San Pablo is a Chilean town and commune located in the Osorno Province in the Los Lagos Region. It is located 27 km from the city and provincial capital of Osorno. The commune is mostly rural. Its activity is almost entirely agricultural and ranching. In the commune also performs Agritourism.

== History ==
San Pablo was in the Department of Osorno and administratively dependent of the Municipality of Osorno. On 22 December 1891, the Municipal Building decree establishing the City of San Pablo, based in San Pablo, whose territory corresponded to the subdelegations 8a, 9a, 10a, 11a and 12a of the Department of Osorno. The first mayor of San Pablo was Guillermo Heufemann.

==Demographics==

According to the 2002 census of the National Statistics Institute, San Pablo spans an area of 637.3 sqkm and has 10,162 inhabitants (5,210 men and 4,952 women). Of these, 3,478 (34.2%) lived in urban areas and 6,684 (65.8%) in rural areas. The population fell by 9.1% (1016 persons) between the 1992 and 2002 censuses.

==Administration==
As a commune, San Pablo is a third-level administrative division of Chile administered by a municipal council, headed by an alcalde who is directly elected every four years. The 2008-2012 alcalde is Omar Alvarado.

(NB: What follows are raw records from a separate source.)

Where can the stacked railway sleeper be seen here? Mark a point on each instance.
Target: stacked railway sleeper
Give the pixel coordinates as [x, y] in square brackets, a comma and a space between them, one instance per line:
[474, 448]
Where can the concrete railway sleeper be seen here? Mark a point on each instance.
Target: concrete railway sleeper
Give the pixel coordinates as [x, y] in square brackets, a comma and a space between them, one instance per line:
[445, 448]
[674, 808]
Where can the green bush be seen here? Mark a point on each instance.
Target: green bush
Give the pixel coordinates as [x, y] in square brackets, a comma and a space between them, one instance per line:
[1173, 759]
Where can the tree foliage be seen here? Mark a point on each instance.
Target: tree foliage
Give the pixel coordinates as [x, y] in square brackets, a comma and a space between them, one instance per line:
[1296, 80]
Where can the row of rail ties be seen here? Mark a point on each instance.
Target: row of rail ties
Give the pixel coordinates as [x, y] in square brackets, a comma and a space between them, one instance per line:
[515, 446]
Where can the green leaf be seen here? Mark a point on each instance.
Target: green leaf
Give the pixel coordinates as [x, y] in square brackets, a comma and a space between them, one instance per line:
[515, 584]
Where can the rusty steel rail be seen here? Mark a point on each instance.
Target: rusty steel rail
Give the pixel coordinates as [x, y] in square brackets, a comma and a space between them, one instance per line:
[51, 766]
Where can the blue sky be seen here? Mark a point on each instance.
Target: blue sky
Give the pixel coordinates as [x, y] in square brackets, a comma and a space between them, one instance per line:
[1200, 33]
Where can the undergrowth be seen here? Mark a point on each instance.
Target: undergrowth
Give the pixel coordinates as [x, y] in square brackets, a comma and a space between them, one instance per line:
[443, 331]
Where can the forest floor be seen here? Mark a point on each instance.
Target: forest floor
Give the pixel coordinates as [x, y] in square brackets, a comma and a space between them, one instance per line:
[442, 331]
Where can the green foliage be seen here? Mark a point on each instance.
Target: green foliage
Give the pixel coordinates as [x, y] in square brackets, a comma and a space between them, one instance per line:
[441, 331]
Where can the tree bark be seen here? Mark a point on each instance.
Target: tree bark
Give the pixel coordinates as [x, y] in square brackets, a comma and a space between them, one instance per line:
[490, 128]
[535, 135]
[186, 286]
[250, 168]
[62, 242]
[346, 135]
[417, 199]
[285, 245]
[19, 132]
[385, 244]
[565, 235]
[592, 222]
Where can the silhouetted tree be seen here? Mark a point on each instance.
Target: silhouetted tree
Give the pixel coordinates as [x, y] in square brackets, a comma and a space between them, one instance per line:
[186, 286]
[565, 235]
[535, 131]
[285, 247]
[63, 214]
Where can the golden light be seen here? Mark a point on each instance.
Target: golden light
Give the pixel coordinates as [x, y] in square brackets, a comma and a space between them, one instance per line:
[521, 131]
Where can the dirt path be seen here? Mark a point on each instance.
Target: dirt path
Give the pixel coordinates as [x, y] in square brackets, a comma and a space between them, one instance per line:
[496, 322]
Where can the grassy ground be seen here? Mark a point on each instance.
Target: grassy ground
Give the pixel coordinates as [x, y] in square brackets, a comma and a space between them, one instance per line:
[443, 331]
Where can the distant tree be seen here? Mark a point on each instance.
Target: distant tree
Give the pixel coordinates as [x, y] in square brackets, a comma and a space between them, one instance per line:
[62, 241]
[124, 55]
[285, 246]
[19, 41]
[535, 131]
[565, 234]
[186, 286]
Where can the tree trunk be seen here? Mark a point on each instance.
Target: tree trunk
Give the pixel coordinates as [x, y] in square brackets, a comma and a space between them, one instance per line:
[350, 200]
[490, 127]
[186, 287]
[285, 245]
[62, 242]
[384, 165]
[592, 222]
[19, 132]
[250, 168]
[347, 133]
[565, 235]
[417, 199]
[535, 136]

Within the electoral divisions of Chile, San Pablo is represented in the Chamber of Deputies by Javier Hernández (UDI) and Sergio Ojeda (PDC) as part of the 55th electoral district, together with Osorno and San Juan de la Costa. The commune is represented in the Senate by Camilo Escalona Medina (PS) and Carlos Kuschel Silva (RN) as part of the 17th senatorial constituency (Los Lagos Region).